Lawyers for hunger-striking Palestinian prisoner Khalil Awawdeh say he will press ahead with his 168-day fast until he is granted a full release even after the Israeli regime was forced to temporarily freeze the 40-year-old's detention.
Awawdeh’s lawyers made the announcement after an Israeli military court on Friday urgently suspended the administrative detention of the hunger-striking Palestinian.
The Israeli court had earlier in the week rejected an appeal to free Awawdeh despite the worsening of his health condition after 168 days of abstinence from food.
Ahlam Haddad, one of Awawdeh’s lawyers, was quoted by the Palestinian media as saying his “hunger strike will not be suspended because he is asking for his release and not for a freeze of his detention.”
Stressing that her client’s health has been deteriorating and he is seeking to be released, Haddad said Awawdeh has not eaten since March 4, except for a 10-day period in which he received vitamin injections.
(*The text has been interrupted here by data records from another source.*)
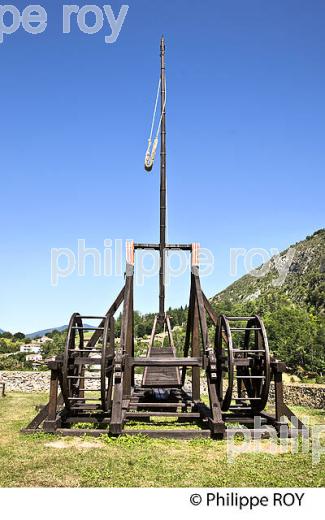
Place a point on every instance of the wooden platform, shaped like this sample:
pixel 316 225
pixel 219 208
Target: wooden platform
pixel 161 377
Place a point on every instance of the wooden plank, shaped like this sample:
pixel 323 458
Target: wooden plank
pixel 189 415
pixel 166 361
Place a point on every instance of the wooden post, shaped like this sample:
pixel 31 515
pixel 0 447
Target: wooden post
pixel 51 423
pixel 162 244
pixel 196 353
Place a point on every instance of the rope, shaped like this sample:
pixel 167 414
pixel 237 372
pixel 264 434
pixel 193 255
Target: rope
pixel 164 335
pixel 152 148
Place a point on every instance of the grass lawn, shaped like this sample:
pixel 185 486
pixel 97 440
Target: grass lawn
pixel 42 460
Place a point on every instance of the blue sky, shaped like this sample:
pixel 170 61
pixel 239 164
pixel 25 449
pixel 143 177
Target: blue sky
pixel 245 123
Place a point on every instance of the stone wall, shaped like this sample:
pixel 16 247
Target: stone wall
pixel 299 394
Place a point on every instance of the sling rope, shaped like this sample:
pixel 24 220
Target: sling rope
pixel 152 146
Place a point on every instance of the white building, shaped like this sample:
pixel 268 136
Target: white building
pixel 34 357
pixel 32 348
pixel 43 339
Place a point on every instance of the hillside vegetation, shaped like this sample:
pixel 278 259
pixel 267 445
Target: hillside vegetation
pixel 291 303
pixel 288 292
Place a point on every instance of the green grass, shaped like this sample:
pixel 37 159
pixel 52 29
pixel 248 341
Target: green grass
pixel 31 460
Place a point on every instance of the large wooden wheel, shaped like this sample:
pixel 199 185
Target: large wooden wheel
pixel 242 357
pixel 86 361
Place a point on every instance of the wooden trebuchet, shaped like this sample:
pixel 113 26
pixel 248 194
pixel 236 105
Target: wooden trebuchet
pixel 101 380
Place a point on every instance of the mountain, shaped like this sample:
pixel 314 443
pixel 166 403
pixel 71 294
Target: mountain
pixel 296 274
pixel 40 333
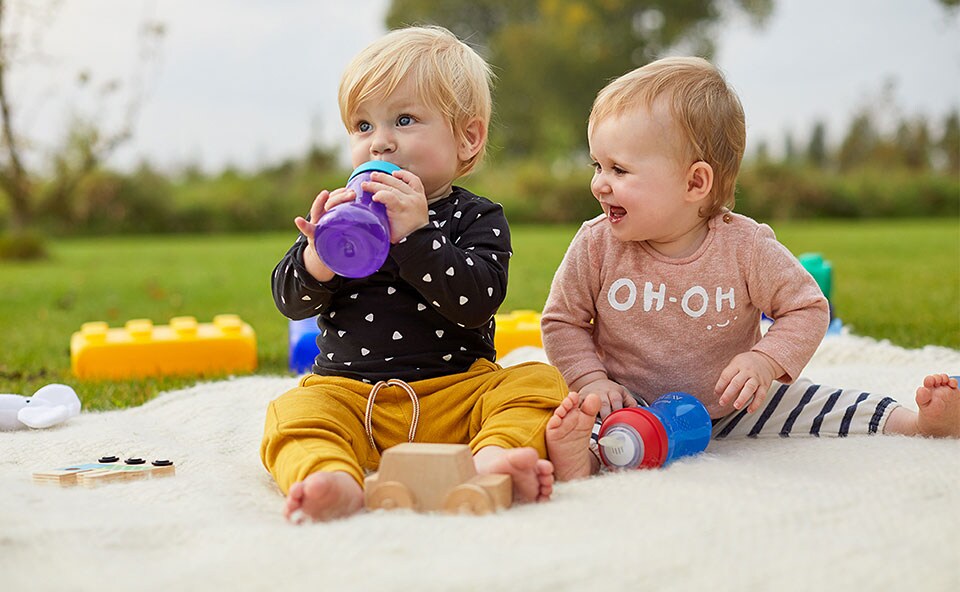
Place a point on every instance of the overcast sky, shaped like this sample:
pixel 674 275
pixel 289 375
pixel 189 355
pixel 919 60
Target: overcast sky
pixel 247 82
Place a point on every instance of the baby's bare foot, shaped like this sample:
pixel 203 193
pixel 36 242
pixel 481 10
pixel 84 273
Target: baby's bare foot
pixel 568 437
pixel 323 496
pixel 939 407
pixel 532 476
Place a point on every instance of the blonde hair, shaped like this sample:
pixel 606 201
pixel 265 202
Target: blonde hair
pixel 448 75
pixel 706 110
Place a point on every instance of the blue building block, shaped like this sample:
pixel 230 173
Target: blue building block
pixel 303 344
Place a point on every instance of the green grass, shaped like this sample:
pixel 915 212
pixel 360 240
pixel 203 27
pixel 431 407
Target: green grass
pixel 897 280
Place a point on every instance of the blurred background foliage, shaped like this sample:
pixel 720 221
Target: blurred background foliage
pixel 550 57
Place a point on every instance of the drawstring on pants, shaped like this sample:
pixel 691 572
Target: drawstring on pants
pixel 368 414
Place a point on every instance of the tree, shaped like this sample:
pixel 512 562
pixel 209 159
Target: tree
pixel 85 146
pixel 817 148
pixel 949 143
pixel 552 56
pixel 859 143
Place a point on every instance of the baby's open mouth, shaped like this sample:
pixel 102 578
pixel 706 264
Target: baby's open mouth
pixel 616 213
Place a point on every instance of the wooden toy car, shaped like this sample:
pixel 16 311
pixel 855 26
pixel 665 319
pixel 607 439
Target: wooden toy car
pixel 432 477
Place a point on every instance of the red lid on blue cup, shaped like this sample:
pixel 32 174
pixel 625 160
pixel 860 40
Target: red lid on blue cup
pixel 636 439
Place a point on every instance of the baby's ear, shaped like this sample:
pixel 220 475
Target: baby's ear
pixel 472 140
pixel 699 181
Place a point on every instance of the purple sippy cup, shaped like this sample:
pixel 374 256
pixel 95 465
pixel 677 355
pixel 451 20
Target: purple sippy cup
pixel 353 239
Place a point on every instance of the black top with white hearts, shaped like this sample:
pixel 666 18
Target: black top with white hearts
pixel 428 311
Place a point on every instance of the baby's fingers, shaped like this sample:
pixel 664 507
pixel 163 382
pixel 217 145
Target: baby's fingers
pixel 748 393
pixel 733 388
pixel 605 407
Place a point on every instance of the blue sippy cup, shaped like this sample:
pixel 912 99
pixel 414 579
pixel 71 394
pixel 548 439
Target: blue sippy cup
pixel 673 426
pixel 353 239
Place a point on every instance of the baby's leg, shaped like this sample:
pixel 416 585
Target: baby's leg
pixel 568 437
pixel 532 476
pixel 323 496
pixel 938 400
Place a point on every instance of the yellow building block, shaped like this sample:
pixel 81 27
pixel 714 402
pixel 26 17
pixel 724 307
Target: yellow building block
pixel 517 329
pixel 184 347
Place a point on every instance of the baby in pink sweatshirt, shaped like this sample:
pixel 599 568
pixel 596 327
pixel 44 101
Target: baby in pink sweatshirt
pixel 664 291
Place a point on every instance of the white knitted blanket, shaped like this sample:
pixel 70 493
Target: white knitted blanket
pixel 861 513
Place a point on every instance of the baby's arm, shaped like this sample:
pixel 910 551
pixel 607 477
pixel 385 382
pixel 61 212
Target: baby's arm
pixel 566 322
pixel 302 285
pixel 459 264
pixel 784 291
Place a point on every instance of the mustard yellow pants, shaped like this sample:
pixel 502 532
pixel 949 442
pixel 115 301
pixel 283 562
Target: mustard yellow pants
pixel 319 426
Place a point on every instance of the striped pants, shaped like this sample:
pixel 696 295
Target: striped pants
pixel 807 409
pixel 803 409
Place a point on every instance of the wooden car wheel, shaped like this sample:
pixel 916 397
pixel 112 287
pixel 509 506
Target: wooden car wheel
pixel 468 499
pixel 391 495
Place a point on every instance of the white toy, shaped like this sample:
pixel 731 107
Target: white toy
pixel 52 404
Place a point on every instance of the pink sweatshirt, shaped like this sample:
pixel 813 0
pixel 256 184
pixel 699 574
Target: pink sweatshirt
pixel 655 324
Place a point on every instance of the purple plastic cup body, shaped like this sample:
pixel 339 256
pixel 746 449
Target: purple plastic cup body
pixel 353 239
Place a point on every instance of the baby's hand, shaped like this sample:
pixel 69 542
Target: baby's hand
pixel 403 195
pixel 323 202
pixel 747 377
pixel 613 396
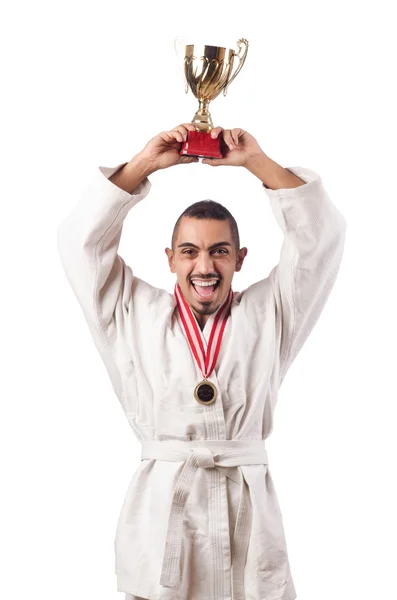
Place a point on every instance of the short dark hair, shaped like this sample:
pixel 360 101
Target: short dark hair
pixel 208 209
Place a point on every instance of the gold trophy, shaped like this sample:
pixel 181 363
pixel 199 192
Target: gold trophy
pixel 208 71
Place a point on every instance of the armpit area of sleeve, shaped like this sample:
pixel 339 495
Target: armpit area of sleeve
pixel 312 183
pixel 104 173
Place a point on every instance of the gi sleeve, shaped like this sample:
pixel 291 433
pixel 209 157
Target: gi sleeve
pixel 88 240
pixel 310 258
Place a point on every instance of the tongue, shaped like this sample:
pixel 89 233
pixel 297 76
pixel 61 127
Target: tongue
pixel 204 290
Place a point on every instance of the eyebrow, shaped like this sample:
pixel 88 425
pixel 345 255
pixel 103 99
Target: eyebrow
pixel 190 245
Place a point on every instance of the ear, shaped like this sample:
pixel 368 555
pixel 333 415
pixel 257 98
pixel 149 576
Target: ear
pixel 240 259
pixel 170 256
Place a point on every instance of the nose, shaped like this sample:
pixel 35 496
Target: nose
pixel 205 264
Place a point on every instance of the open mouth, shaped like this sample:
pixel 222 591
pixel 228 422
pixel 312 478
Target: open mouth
pixel 205 291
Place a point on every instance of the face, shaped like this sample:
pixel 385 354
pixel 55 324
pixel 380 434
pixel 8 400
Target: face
pixel 204 252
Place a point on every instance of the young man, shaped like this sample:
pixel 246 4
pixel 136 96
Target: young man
pixel 197 372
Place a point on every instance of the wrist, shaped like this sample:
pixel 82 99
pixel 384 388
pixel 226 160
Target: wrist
pixel 142 165
pixel 271 174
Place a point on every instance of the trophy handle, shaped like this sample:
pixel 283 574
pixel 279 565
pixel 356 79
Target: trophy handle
pixel 242 44
pixel 179 42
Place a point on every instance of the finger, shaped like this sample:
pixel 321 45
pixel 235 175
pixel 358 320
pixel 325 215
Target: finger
pixel 214 162
pixel 227 136
pixel 184 129
pixel 177 135
pixel 216 131
pixel 188 159
pixel 188 126
pixel 236 133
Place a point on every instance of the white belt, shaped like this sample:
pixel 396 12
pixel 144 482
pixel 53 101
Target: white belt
pixel 226 456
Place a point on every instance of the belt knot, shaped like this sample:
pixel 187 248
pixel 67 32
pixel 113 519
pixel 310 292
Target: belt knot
pixel 203 457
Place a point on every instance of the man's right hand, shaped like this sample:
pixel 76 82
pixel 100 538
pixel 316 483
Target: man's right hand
pixel 162 151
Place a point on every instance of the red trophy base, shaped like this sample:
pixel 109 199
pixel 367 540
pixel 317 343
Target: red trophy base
pixel 201 144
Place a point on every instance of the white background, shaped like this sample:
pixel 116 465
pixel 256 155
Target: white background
pixel 89 83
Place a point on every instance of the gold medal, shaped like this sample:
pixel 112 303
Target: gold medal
pixel 205 392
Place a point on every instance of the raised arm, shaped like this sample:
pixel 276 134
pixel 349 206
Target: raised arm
pixel 314 236
pixel 88 238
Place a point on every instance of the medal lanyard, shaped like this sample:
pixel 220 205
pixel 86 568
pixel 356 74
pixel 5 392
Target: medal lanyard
pixel 189 321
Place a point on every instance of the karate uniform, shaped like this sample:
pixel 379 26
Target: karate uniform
pixel 201 519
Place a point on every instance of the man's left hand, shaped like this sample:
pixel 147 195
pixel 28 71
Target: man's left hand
pixel 237 146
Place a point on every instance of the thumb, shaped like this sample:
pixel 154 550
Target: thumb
pixel 187 159
pixel 214 161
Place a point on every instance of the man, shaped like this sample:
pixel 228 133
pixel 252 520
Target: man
pixel 197 372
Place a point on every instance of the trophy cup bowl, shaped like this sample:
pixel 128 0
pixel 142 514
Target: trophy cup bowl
pixel 209 70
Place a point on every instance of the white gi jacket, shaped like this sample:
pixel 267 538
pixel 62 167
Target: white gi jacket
pixel 201 519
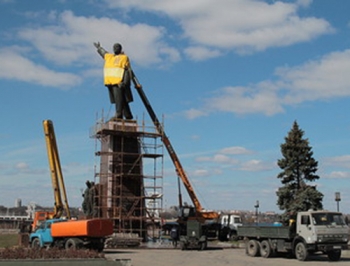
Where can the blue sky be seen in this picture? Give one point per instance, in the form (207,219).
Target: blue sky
(229,77)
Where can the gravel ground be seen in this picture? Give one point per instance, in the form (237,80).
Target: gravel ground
(213,256)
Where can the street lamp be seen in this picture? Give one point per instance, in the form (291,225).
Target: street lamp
(337,199)
(257,212)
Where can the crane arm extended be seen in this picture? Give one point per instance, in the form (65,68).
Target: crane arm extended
(179,169)
(59,190)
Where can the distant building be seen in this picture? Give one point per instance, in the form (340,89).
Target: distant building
(18,203)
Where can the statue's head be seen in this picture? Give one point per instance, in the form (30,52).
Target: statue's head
(117,48)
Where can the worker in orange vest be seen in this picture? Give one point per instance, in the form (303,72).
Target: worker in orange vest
(117,78)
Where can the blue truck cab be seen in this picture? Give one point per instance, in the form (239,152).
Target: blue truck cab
(42,235)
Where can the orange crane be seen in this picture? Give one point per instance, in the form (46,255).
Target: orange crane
(59,190)
(207,215)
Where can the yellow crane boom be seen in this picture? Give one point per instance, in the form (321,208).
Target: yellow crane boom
(59,190)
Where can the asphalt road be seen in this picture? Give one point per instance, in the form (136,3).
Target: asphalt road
(212,256)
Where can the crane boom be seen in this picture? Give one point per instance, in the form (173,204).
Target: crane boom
(59,190)
(179,169)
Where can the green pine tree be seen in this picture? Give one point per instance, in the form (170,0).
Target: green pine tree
(298,167)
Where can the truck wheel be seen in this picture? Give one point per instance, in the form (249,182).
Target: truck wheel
(301,252)
(203,245)
(265,249)
(334,255)
(252,248)
(35,243)
(70,244)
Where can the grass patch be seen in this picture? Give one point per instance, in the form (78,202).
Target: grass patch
(8,240)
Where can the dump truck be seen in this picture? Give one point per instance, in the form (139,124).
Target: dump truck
(311,232)
(72,234)
(195,237)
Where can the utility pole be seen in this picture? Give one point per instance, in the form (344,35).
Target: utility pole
(337,199)
(257,212)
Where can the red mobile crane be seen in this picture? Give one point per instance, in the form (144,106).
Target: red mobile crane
(200,213)
(59,190)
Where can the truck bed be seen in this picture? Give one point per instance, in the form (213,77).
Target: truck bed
(81,228)
(264,231)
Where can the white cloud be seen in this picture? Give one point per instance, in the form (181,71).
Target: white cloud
(339,175)
(256,165)
(199,53)
(338,161)
(235,150)
(322,79)
(14,65)
(70,40)
(242,25)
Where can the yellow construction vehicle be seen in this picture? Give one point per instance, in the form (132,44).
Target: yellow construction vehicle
(61,206)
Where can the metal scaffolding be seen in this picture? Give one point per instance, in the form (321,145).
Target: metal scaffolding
(129,181)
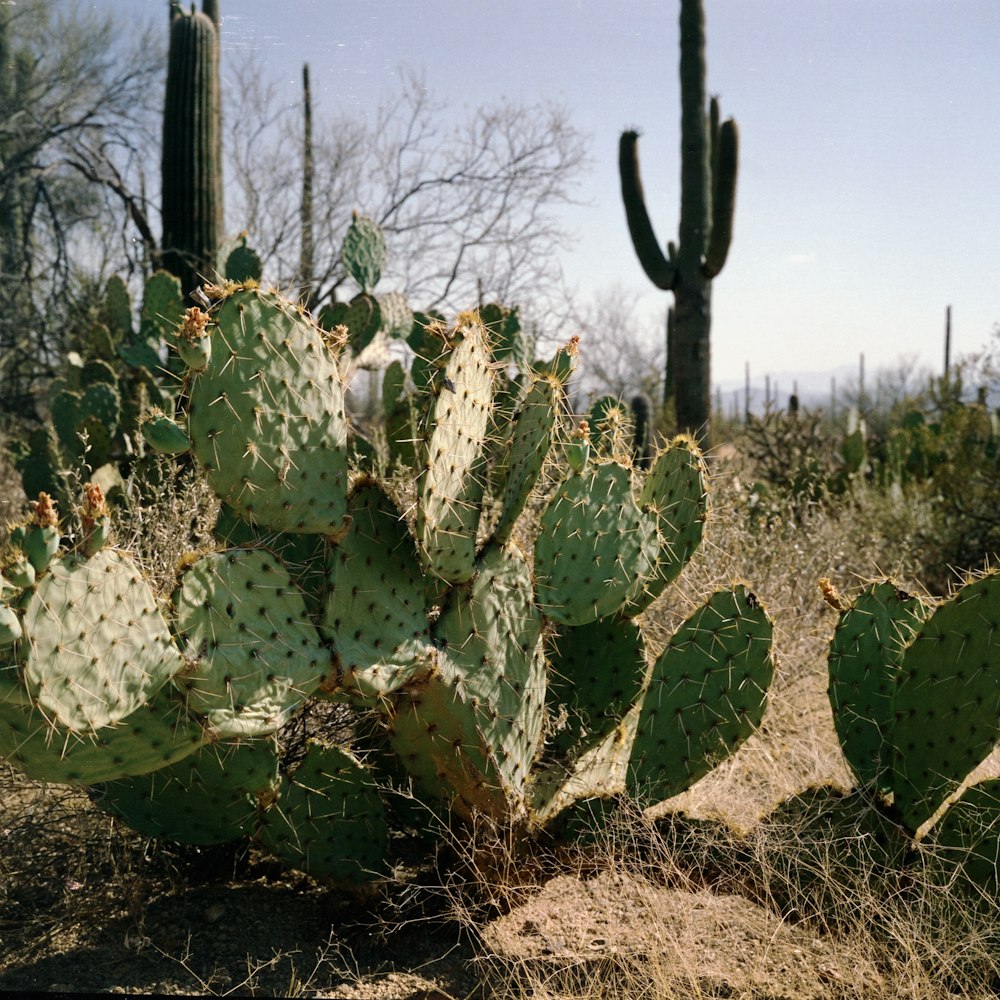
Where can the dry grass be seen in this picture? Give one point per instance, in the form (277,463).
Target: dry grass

The Palestinian Commission of Detainees and Ex-Detainees Affairs derided the Israeli suspension of Awawdeh's detention and called for further pressure on the regime for his full release.
"The decision to suspend prisoner Awawdeh's administrative detention is laughable," the commission said, adding, "We must ignore it in terms of the media and public. What is needed is more pressure on the occupation and the implementation of all means of support for this heroic [hunger] strike.”
The commission warned on Sunday of the possibility that Awawdeh could lose his life as his health condition had drastically deteriorated.
"Prisoner Awawdeh's health condition is getting worse day by day," commission spokesperson Hassan Abed Rabbo said. "He has lost more than half of his body weight, and he feels incredibly weak. His vision is impaired so much so that he could not recognize his wife Dalal Awawdeh as she was visiting him at the Assaf Harofeh hospital."
Human rights organizations also confirmed that the Palestinian prisoner "is at risk of martyrdom at any moment, in light of the occupation's refusal to respond to his demands to end his arbitrary administrative detention, despite the seriousness of his health condition."
Awawdeh, a father of four, is one of several Palestinian prisoners who have gone on prolonged hunger strikes over the years to protest so-called administrative detention, which allows Israel to hold prisoners without charge practically indefinitely.
Thousands of Palestinians are held in Israeli jails. Human rights organizations say Israel violates all the rights and freedoms granted to prisoners by the Geneva Convention. They say administrative detention violates the right to due process since the evidence is withheld from prisoners while they are held for lengthy periods without being charged, tried, or convicted.
Palestinian detainees have continuously resorted to open-ended hunger strikes in an attempt to express outrage at the detentions. Israeli jail authorities keep Palestinian prisoners under deplorable conditions without proper hygienic standards. Palestinian inmates have also been subject to systematic torture, harassment, and repression.